While waiting for the others to gather for dinner, Burris and Castle notice a bulletin board listing daily events. At dinner, Frazier brings up the question of leisure time: if Walden Two members spend only four hours a day working, what do they do with the rest of their time? Frazier argues that Walden Two is the perfect environment in which to develop artists, and indeed a new "Golden Age." Burris replies that artistic genius must be at least partly in the genes, and among one thousand people there is only a small chance of finding an artistic genius. But Frazier claims that artistic genius is a product of environments, not biology. The group moves to the concert, a production of choruses from Bach's B Minor Mass--except for Steve and Mary, who go to a dance.
The next morning, the group tours Walden Two's schools. They start in the nursery. There, babies are kept in heated glass cubicles for their first year of life. The cubicles keep the babies warm without the bother of clothing and protect them from irritation. Castle wonders whether the babies lack "mother love," and Frazier replies that the babies receive mother love, "father love," and all other kinds of affection in abundance.
Children from ages one to three are housed in a separate wing.
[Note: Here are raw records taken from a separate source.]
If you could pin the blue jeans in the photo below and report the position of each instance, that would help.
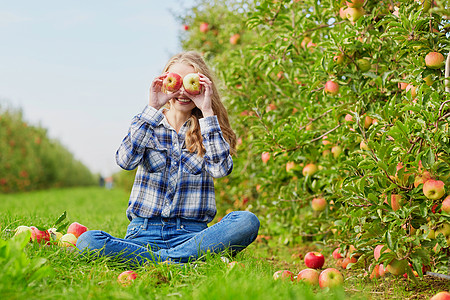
(173, 239)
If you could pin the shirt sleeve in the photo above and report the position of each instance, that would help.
(140, 135)
(217, 157)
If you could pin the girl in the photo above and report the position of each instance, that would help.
(178, 151)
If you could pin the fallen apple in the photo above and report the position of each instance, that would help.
(310, 276)
(331, 278)
(126, 277)
(314, 260)
(68, 240)
(76, 229)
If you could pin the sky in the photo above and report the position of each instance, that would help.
(82, 69)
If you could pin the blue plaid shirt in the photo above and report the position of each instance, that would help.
(170, 181)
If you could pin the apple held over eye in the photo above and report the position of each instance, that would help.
(126, 277)
(310, 276)
(283, 275)
(68, 240)
(331, 278)
(441, 296)
(76, 229)
(314, 260)
(191, 83)
(433, 189)
(172, 82)
(434, 60)
(319, 204)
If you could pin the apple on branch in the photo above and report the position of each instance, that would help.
(433, 189)
(191, 83)
(172, 82)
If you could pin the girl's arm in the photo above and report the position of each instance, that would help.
(217, 157)
(140, 136)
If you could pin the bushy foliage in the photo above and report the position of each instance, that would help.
(30, 160)
(382, 124)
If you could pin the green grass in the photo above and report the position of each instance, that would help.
(71, 276)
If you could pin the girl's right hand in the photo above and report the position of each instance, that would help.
(157, 97)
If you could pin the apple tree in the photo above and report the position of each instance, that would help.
(335, 101)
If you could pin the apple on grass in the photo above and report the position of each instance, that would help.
(314, 260)
(191, 83)
(397, 266)
(39, 236)
(283, 275)
(172, 82)
(68, 240)
(126, 277)
(441, 296)
(331, 278)
(76, 229)
(319, 204)
(433, 189)
(21, 229)
(310, 276)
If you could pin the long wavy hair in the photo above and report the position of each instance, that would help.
(194, 140)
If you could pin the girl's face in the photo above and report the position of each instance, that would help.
(182, 103)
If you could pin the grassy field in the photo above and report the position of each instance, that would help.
(50, 272)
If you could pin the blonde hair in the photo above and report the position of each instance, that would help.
(194, 140)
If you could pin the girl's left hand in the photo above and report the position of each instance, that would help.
(203, 100)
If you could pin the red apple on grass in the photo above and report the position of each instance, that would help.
(441, 296)
(172, 82)
(283, 275)
(434, 60)
(331, 87)
(433, 189)
(310, 276)
(39, 236)
(330, 277)
(314, 260)
(319, 204)
(21, 229)
(76, 229)
(68, 240)
(191, 83)
(126, 277)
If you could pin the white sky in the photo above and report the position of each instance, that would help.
(82, 69)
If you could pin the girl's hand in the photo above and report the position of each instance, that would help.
(203, 100)
(157, 97)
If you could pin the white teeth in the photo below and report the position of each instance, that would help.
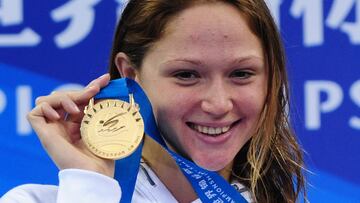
(210, 130)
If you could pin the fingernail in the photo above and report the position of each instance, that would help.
(75, 107)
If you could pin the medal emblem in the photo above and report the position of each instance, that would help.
(112, 129)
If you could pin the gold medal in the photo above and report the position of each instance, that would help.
(112, 129)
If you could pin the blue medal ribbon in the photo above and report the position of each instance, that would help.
(209, 186)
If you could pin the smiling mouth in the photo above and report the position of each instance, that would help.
(211, 131)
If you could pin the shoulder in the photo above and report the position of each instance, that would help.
(31, 193)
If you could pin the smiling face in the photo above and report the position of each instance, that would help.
(206, 79)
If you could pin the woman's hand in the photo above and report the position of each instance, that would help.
(57, 118)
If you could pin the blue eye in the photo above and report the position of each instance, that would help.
(186, 75)
(241, 74)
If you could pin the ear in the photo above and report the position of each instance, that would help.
(124, 66)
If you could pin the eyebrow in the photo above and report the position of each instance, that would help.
(199, 62)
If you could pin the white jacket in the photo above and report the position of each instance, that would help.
(81, 186)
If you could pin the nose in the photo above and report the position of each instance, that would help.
(217, 100)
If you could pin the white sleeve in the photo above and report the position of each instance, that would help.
(82, 186)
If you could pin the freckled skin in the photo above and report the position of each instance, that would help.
(210, 47)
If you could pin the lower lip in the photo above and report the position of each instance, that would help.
(220, 139)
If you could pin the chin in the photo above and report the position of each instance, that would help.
(212, 164)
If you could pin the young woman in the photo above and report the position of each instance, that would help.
(214, 72)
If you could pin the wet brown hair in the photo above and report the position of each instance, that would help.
(271, 163)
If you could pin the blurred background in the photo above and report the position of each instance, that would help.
(63, 44)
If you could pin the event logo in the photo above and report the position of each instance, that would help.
(315, 107)
(80, 13)
(312, 14)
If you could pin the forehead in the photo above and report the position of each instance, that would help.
(210, 27)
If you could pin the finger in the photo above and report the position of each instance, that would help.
(45, 111)
(80, 97)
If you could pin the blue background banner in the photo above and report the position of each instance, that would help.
(63, 44)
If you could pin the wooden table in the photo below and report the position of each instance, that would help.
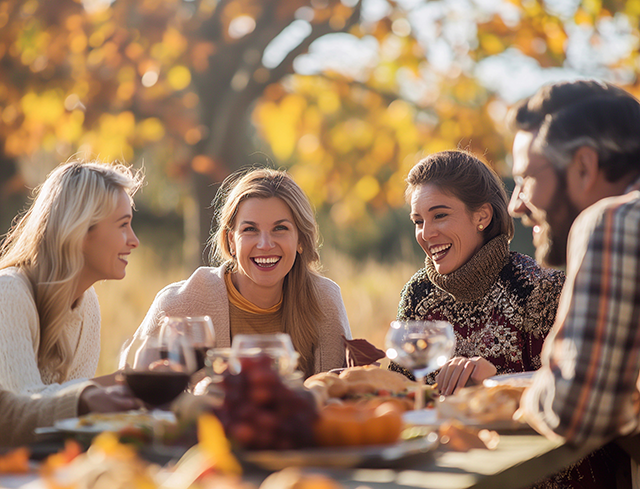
(520, 459)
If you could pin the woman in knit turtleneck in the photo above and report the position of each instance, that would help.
(500, 303)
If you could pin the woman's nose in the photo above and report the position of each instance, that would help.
(265, 241)
(517, 204)
(133, 240)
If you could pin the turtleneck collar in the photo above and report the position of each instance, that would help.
(472, 280)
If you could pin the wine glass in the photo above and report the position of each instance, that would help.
(420, 346)
(277, 346)
(157, 369)
(198, 332)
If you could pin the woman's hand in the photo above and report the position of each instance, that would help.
(96, 399)
(460, 371)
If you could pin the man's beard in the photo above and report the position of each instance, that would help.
(555, 234)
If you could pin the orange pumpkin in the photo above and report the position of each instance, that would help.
(352, 424)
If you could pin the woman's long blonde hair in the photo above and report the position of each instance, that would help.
(46, 243)
(301, 310)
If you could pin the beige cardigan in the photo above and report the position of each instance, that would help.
(205, 293)
(22, 414)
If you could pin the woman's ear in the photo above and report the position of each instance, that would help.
(230, 243)
(584, 169)
(484, 215)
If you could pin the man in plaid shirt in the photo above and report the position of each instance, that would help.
(576, 165)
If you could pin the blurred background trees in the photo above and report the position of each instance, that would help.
(347, 94)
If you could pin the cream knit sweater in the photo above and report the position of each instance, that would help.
(20, 338)
(22, 414)
(205, 293)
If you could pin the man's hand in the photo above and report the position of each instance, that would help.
(460, 371)
(96, 399)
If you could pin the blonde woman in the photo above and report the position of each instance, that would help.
(267, 278)
(77, 231)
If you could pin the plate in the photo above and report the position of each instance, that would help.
(520, 379)
(378, 456)
(429, 417)
(95, 423)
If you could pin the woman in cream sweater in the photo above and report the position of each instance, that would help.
(267, 279)
(77, 231)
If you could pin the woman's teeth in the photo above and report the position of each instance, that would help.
(266, 262)
(438, 251)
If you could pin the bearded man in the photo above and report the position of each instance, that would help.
(576, 164)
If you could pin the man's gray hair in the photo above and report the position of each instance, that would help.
(569, 115)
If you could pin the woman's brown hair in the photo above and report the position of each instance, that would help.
(464, 176)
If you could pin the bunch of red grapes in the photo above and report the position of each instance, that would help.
(261, 413)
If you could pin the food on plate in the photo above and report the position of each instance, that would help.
(482, 404)
(109, 464)
(294, 478)
(15, 462)
(366, 383)
(354, 424)
(460, 438)
(260, 412)
(359, 351)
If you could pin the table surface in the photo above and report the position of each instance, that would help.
(520, 459)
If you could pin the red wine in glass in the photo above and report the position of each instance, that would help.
(156, 388)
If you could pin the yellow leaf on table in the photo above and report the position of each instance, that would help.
(213, 441)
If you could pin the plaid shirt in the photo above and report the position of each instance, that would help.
(587, 387)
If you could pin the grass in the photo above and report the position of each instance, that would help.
(370, 291)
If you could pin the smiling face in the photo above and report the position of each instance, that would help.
(445, 229)
(108, 244)
(541, 200)
(264, 240)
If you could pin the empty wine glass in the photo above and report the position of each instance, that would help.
(278, 346)
(197, 330)
(157, 369)
(420, 346)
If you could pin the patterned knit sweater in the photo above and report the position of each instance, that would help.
(20, 338)
(501, 305)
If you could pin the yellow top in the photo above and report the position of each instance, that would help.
(247, 318)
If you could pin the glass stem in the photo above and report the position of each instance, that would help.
(419, 404)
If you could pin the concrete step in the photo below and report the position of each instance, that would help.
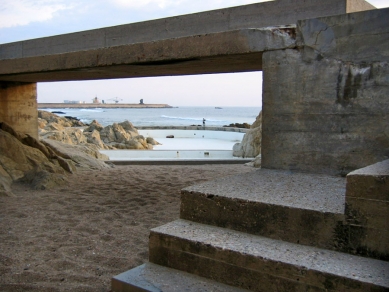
(295, 207)
(262, 264)
(367, 211)
(155, 278)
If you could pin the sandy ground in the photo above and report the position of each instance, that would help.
(75, 238)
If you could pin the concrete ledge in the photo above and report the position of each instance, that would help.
(154, 278)
(246, 16)
(367, 211)
(230, 51)
(262, 264)
(295, 207)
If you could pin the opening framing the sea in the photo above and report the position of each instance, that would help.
(177, 116)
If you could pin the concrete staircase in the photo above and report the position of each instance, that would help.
(273, 230)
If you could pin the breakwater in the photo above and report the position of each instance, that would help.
(101, 105)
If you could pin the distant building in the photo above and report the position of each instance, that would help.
(73, 101)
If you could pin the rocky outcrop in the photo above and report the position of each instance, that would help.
(45, 118)
(82, 156)
(251, 142)
(42, 165)
(117, 136)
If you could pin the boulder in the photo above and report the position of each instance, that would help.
(94, 138)
(24, 163)
(72, 136)
(64, 122)
(117, 136)
(95, 125)
(256, 162)
(83, 156)
(129, 128)
(5, 183)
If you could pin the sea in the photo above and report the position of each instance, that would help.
(176, 116)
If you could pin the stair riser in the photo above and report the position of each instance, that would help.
(278, 222)
(244, 270)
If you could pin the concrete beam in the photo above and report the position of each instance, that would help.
(231, 51)
(247, 16)
(18, 107)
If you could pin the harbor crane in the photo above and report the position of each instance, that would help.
(116, 100)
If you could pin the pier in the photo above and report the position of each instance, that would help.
(101, 105)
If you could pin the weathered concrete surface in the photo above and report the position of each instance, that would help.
(295, 207)
(261, 264)
(325, 105)
(18, 107)
(155, 278)
(367, 211)
(247, 16)
(232, 51)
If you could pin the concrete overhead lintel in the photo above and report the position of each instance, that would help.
(238, 49)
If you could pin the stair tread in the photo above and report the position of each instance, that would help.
(331, 262)
(155, 278)
(317, 192)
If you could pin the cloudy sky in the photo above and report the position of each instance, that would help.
(27, 19)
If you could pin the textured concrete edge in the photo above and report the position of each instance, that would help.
(245, 16)
(329, 36)
(236, 42)
(377, 169)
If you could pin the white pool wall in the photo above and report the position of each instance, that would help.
(120, 155)
(186, 144)
(195, 134)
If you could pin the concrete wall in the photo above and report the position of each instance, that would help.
(326, 104)
(18, 107)
(248, 16)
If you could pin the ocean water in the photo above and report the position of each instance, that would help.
(180, 116)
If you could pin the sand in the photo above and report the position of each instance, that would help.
(75, 238)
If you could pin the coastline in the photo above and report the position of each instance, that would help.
(100, 105)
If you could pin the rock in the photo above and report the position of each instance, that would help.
(41, 123)
(237, 150)
(129, 127)
(83, 156)
(94, 138)
(256, 162)
(72, 136)
(117, 136)
(5, 183)
(54, 127)
(95, 125)
(25, 163)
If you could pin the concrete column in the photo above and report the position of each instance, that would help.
(19, 107)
They have group sleeping areas that are similar in principle to the infants' cribs. The visitors see a small group of children leaving for a picnic and Castle wonders whether the other children are jealous. Frazier says that jealousy is largely unknown at Walden Two; in a planned community, competitive emotions are useless. Such emotions have been eliminated via "behavioral engineering."
In Chapter 11, Frazier, Castle, and Burris discuss two important issues: the use of leisure time and the role of environment and biology in the development of "genius."